Beide Ministerinnen betonten nach der Verabschiedung noch einmal, dass die Hilfe für die Betroffenen im Vordergrund steht, die Sicherheit der Mitbürgerinnen und Mitbürger aber nicht vergessen wurde. „In seiner jetzigen Form ist das Psychisch-Kranken-Hilfe-Gesetz sorgfältig austariert und bietet völlig neue Hilfsinstrumente“, so Schreyer.

Dazu wird zum Beispiel ein Netz an Präventionsstellen entstehen, die psychisch erkrankten Menschen, die zu Gewalt neigen, ambulante Hilfe anbieten werden.
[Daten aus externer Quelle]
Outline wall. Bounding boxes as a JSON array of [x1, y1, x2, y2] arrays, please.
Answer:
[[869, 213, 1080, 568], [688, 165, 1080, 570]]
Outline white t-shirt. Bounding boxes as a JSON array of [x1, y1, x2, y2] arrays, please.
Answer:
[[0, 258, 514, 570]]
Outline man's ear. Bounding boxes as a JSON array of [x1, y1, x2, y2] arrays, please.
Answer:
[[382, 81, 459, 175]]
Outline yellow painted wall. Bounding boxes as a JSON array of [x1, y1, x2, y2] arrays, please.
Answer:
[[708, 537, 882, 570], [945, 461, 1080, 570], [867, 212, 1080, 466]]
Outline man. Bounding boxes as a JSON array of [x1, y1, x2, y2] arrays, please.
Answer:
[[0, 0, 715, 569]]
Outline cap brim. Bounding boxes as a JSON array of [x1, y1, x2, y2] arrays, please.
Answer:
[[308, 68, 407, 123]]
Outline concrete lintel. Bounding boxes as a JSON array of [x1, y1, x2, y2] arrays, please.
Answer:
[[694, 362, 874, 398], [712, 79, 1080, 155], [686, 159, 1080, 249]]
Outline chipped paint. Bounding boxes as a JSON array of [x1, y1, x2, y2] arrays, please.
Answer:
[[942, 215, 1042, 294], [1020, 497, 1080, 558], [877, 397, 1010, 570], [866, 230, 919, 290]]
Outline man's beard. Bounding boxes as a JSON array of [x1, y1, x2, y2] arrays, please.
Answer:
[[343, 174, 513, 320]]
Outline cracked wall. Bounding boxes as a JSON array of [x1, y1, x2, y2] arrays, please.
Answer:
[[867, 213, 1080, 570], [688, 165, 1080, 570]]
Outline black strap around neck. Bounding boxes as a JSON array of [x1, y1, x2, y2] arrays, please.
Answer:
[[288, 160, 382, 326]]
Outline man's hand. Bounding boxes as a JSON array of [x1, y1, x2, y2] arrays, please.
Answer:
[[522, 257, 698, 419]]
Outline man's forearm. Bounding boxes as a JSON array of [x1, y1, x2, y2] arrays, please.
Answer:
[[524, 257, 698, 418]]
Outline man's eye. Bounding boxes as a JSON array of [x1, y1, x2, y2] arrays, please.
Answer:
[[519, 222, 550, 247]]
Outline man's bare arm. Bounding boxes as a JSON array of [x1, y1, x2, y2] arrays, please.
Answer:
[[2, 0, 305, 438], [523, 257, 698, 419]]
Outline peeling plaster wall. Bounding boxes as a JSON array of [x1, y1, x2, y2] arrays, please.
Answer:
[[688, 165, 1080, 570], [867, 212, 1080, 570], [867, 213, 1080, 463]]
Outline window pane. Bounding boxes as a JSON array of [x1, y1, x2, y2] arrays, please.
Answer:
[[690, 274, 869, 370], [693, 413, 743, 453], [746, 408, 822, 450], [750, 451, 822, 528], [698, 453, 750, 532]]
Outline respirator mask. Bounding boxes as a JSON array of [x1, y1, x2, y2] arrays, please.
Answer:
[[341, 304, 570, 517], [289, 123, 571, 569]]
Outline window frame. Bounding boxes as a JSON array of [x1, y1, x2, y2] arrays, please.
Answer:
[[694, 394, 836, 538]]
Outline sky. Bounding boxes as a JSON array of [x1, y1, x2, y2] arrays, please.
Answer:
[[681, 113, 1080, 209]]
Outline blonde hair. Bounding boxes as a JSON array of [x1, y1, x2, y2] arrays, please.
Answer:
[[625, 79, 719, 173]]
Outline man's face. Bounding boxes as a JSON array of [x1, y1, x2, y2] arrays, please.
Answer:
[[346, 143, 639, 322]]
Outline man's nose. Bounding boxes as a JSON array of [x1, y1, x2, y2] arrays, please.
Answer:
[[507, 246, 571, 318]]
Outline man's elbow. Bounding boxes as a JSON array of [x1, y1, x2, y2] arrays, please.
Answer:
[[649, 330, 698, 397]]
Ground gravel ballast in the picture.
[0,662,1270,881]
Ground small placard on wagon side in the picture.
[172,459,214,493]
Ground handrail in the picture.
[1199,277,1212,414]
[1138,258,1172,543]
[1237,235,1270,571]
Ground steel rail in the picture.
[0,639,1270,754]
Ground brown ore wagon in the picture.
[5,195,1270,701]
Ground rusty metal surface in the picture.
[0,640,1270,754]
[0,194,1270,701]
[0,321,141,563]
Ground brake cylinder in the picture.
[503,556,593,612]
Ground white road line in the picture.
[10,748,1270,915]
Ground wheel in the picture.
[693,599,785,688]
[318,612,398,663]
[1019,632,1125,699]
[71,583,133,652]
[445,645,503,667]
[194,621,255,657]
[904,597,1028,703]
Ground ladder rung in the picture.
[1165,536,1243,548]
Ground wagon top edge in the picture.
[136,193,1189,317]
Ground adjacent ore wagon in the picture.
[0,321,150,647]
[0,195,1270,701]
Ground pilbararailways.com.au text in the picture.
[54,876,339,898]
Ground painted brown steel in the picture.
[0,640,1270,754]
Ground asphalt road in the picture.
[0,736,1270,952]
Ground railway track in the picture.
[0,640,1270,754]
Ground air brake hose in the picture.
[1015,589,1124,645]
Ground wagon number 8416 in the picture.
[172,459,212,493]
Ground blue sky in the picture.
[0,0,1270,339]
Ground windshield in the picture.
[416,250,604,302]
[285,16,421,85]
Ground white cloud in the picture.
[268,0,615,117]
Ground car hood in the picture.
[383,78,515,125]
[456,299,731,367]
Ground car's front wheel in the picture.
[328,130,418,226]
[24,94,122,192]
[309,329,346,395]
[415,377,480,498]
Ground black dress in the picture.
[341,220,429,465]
Diese werden landesweit eingerichtet.

Das Amt für öffentlich-rechtliche Unterbringung, das Ansprechpartner für untergebrachte Personen ist, aber auch zum Beispiel Prüfungen in den Krankenhäusern und Kliniken Kontrollen durchführen kann, wird in Nördlingen angesiedelt.

Der Hilfenteil des Psychisch-Kranken-Hilfe-Gesetzes tritt am 1. August 2018, der Unterbringungsteil am 1. Januar 2019 in Kraft.